The president also pardoned two men who each paid Sen. Clinton's brother, Hugh Rodham, about $200,000 to lobby the White House for pardons - one for a drug conviction and one for mail fraud and perjury convictions, according to a 2002 report by the House committee on government reform. After the payments came to light, Bill Clinton issued a statement: "Neither Hillary nor I had any knowledge of such payments," the report said.
Seamy stuff. Hillary's papers from her time in the White House are also being held up.The National Archives are expected to release Hillary's daily schedule on March 20th, but not her phone logs. Insert joke here. And how about the papers on Health Care Task Force, which plotted massive intrusions of civil liberties coupled with her death by fiat HillaryCare. Then there are the Billary tax returns which the campaign has not yet released, promising to do so on April 15th. We know Bill has the Midas Touch. WSJ on Clinton's complex charities:
Mr. Clinton mainly carries out his charitable work through the Clinton Foundation, which has raised hundreds of millions of dollars from individuals, corporations and foreign governments to attack such global problems as poverty, hunger and disease and to build the Clinton presidential library in Little Rock, Ark.
The great causes--poverty, hunger, disease and the Clinton legacy. A tantalizing bit here:

Messrs. Clinton and Giustra recently attracted media attention because of a 2005 trip to Kazakhstan where they met with Kazakh President Nursultan Nazarbayev. A few days after that trip, as reported by Newsweek and the New York Times, a Giustra-connected company signed a major uranium deal in Kazakhstan.

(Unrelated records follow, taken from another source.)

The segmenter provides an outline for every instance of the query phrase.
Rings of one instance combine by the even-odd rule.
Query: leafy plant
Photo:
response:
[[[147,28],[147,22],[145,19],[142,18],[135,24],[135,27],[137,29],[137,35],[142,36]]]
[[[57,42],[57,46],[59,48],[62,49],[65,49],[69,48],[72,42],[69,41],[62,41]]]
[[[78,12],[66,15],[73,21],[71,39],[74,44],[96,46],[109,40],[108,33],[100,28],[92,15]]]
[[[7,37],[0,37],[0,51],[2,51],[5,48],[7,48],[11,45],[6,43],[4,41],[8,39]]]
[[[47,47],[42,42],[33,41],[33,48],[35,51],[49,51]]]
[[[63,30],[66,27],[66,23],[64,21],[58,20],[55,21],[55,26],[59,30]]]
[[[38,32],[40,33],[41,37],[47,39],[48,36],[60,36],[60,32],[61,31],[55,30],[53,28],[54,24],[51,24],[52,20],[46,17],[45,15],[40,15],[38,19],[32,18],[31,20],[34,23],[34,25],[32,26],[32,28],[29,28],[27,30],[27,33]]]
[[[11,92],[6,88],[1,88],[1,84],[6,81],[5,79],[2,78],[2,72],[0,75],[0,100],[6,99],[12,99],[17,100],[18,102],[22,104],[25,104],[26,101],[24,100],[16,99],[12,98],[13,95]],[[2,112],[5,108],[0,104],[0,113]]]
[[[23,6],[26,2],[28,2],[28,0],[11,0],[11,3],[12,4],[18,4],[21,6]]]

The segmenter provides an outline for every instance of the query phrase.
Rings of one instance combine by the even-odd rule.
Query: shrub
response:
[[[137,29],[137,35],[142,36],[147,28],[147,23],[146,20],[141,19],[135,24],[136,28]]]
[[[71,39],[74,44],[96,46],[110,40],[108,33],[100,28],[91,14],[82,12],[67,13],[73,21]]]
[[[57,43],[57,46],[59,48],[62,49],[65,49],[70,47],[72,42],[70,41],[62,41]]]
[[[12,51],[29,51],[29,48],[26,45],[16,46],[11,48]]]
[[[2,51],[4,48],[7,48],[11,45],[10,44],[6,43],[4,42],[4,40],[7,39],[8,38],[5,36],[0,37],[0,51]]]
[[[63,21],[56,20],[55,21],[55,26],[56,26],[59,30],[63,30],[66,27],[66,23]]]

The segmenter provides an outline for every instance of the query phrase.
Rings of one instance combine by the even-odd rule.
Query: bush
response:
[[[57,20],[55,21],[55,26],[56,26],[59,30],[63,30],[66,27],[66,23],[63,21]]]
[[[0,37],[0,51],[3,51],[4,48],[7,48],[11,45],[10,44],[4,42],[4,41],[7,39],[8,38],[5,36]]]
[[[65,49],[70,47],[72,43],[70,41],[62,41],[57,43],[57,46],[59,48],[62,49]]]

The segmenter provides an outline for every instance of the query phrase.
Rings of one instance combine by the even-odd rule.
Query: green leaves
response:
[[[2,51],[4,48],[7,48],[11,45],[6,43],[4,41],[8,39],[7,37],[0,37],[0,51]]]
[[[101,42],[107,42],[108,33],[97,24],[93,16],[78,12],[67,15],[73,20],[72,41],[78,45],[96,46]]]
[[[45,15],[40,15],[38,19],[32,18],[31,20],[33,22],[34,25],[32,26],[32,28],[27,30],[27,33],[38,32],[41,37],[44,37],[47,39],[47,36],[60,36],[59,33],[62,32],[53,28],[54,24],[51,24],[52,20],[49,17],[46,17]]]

A Clinton spokesman told reporters that the Kazakhstan trip was part of the former president's philanthropic activities and not aimed at advancing Mr. Giustra's economic interests. Mr. Giustra, whose jet was used for the trip, came along to get a first-hand look at some of the charitable efforts, the spokesman added.

Quite a charitable cookie jar. And I gotta bridge to sell you.

Should provide some interesting reading on donors to the library from less than salubrious spots around the world.